La mosquée des Bleuets visée par un arrêté de fermeture préfectoral
La tension monte à Marseille, où la préfecture des Bouches-du-Rhône a notifié, lundi 6 octobre, un arrêté de fermeture administrative à la mosquée des Bleuets, située dans les quartiers nord de la ville.
Selon Ici Provence, cette décision, prise par le préfet Georges-François Leclerc, intervient au motif que le lieu de culte serait fréquenté par un imam tenant des propos considérés comme radicaux.
Selon le représentant de l’État, l’imam Smaïn Bendjilali « reste ancré dans des théories radicales », une position qui, selon les autorités, justifie la mesure de fermeture.
L’imam conteste et saisit le tribunal administratif
En réaction, Smaïn Bendjilali a annoncé qu’il allait déposer un référé-liberté devant le tribunal administratif de Marseille, ce mardi 7 octobre à 15h, afin d’obtenir la suspension de la décision préfectorale.
Cette procédure d’urgence vise à faire valoir que la fermeture porterait atteinte à la liberté de culte, principe garanti par la Constitution.
L’imam, qui a été condamné en mai dernier à six mois de prison avec sursis pour “apologie du terrorisme” — une condamnation dont il a fait appel —, continue d’assurer les offices.
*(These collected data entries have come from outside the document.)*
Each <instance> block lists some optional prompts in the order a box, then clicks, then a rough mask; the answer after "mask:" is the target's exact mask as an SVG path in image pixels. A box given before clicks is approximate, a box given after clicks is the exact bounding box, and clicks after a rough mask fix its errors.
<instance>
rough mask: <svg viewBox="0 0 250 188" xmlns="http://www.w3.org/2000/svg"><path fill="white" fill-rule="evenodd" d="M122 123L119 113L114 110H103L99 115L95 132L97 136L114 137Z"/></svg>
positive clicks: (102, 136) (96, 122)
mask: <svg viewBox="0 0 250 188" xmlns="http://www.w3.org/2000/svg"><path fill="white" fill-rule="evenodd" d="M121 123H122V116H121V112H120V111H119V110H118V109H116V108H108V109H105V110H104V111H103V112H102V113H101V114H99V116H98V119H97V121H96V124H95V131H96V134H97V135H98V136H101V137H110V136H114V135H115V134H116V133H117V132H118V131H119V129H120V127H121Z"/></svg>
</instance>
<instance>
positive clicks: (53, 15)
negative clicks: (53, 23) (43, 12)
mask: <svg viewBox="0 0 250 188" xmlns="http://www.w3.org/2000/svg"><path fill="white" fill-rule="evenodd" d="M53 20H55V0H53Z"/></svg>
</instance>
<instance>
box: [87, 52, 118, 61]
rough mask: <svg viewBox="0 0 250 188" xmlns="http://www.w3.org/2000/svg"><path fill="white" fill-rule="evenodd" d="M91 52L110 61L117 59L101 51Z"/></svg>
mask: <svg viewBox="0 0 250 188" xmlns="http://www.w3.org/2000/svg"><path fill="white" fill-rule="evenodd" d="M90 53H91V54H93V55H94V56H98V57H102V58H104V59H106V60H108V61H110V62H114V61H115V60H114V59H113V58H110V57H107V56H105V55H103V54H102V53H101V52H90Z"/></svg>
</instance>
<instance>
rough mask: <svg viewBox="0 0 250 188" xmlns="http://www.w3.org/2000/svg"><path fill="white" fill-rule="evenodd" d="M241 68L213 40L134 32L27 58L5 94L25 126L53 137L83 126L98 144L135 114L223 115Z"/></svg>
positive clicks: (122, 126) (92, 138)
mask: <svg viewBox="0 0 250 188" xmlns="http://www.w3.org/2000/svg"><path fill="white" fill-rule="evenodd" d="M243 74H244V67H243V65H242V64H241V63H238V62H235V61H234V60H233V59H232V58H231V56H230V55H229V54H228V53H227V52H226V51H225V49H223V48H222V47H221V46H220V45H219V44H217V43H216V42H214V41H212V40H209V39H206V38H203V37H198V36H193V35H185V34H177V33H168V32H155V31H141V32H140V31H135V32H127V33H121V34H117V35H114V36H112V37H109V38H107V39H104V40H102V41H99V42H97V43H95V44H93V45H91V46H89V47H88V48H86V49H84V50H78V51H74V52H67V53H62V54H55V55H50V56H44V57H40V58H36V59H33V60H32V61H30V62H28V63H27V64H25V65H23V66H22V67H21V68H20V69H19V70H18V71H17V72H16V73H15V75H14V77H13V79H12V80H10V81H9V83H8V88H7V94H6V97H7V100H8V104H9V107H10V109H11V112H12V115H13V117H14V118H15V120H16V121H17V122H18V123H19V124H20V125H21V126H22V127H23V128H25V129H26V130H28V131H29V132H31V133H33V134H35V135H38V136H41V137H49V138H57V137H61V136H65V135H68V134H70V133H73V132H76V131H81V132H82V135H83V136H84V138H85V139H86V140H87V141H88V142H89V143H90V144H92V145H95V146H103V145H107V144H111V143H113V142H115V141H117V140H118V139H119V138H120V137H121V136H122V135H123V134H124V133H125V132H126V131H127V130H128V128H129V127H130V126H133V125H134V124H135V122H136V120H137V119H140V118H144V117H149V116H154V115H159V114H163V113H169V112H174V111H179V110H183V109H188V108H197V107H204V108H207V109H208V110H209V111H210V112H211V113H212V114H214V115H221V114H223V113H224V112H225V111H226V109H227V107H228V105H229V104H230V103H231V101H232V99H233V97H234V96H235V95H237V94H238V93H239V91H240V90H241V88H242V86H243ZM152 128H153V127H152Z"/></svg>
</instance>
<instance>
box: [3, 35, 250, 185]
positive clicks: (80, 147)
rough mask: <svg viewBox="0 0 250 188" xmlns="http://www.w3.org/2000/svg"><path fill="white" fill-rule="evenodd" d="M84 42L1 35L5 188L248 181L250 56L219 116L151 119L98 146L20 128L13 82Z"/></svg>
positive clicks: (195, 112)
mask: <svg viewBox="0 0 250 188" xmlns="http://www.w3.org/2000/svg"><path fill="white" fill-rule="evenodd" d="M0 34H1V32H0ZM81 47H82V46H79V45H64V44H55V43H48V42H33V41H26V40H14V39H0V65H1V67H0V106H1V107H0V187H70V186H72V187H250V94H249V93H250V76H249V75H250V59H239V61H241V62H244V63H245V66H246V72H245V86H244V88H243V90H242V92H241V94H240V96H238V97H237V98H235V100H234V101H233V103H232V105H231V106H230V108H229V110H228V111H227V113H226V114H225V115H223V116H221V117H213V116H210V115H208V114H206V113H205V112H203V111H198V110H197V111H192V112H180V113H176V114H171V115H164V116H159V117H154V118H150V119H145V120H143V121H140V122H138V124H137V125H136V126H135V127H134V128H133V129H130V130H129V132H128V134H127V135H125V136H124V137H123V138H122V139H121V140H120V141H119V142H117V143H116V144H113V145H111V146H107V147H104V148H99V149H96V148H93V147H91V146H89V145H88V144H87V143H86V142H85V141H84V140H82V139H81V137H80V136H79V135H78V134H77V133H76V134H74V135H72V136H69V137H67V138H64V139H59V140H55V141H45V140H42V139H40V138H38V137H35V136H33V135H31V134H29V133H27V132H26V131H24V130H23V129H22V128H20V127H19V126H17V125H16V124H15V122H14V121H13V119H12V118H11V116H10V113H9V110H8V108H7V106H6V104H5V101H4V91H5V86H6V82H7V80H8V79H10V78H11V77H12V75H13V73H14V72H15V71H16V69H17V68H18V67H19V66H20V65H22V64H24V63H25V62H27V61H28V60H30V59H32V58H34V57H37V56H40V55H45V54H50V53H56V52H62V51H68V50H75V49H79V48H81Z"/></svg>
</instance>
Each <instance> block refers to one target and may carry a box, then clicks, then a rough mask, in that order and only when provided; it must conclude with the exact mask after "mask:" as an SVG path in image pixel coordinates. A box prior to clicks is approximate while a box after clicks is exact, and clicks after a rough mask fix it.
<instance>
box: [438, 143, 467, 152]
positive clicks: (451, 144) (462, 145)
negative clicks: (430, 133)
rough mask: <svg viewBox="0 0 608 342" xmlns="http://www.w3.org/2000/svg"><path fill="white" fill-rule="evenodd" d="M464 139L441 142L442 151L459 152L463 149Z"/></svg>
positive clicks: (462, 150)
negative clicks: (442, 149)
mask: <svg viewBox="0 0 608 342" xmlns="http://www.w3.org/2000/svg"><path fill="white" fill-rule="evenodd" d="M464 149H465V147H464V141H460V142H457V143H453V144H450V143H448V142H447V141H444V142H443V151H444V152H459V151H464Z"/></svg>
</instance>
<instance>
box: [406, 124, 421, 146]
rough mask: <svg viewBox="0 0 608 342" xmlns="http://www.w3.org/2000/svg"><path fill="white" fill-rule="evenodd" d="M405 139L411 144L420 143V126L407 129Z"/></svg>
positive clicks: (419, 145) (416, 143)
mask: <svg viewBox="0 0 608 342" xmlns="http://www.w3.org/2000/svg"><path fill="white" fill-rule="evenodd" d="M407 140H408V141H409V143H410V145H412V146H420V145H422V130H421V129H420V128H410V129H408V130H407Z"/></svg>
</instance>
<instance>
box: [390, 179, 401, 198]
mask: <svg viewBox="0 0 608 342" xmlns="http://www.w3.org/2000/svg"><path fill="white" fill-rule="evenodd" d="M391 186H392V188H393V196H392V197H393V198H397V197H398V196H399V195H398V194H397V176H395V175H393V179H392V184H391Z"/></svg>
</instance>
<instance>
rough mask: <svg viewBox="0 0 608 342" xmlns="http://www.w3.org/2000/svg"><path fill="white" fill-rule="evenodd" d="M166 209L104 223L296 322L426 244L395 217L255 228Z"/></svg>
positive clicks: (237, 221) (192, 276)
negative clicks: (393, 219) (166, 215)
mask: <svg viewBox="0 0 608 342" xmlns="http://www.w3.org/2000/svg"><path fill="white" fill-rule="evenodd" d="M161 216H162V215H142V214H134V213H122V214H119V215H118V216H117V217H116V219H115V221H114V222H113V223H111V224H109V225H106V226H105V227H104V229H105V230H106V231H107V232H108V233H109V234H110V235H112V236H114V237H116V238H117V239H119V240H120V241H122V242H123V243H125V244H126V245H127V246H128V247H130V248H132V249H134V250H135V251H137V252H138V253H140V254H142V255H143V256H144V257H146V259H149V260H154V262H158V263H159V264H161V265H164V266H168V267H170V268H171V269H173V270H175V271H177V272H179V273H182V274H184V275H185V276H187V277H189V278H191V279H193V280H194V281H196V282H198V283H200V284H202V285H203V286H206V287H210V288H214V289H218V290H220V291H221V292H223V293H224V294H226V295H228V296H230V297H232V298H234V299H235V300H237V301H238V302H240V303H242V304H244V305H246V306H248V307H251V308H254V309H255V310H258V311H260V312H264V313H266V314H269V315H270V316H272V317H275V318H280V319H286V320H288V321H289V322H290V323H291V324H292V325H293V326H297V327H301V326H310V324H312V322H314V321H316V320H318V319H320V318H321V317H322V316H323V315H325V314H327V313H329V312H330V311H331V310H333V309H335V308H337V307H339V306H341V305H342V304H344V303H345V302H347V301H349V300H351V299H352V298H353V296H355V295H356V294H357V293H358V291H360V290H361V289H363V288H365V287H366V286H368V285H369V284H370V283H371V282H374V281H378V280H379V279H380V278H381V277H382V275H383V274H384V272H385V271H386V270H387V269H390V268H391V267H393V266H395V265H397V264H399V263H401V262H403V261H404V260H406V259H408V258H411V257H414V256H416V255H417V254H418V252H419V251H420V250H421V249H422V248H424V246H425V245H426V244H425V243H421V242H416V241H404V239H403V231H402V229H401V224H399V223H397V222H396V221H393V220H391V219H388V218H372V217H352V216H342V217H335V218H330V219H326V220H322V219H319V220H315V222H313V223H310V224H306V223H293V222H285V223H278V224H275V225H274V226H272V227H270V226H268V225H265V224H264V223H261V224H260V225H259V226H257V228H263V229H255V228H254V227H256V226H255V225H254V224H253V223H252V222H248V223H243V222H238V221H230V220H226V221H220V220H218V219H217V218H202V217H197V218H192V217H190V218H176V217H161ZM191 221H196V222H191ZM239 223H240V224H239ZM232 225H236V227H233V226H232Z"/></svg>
La mosquée restait d’ailleurs ouverte lundi, malgré la notification officielle de fermeture.
Une procédure récurrente depuis un an
Ce n’est pas la première fois que la mosquée des Bleuets se retrouve dans le viseur des autorités. En août 2024, la préfecture de police avait déjà engagé une procédure similaire, estimant que des propos légitimant la violence y étaient tenus depuis plusieurs années.
Cette nouvelle tentative de fermeture marque une escalade dans le bras de fer entre la préfecture et la direction de la mosquée. L’issue du recours en justice, attendue dans les prochains jours, déterminera si le lieu de culte pourra continuer à accueillir des fidèles dans l’attente d’un jugement au fond.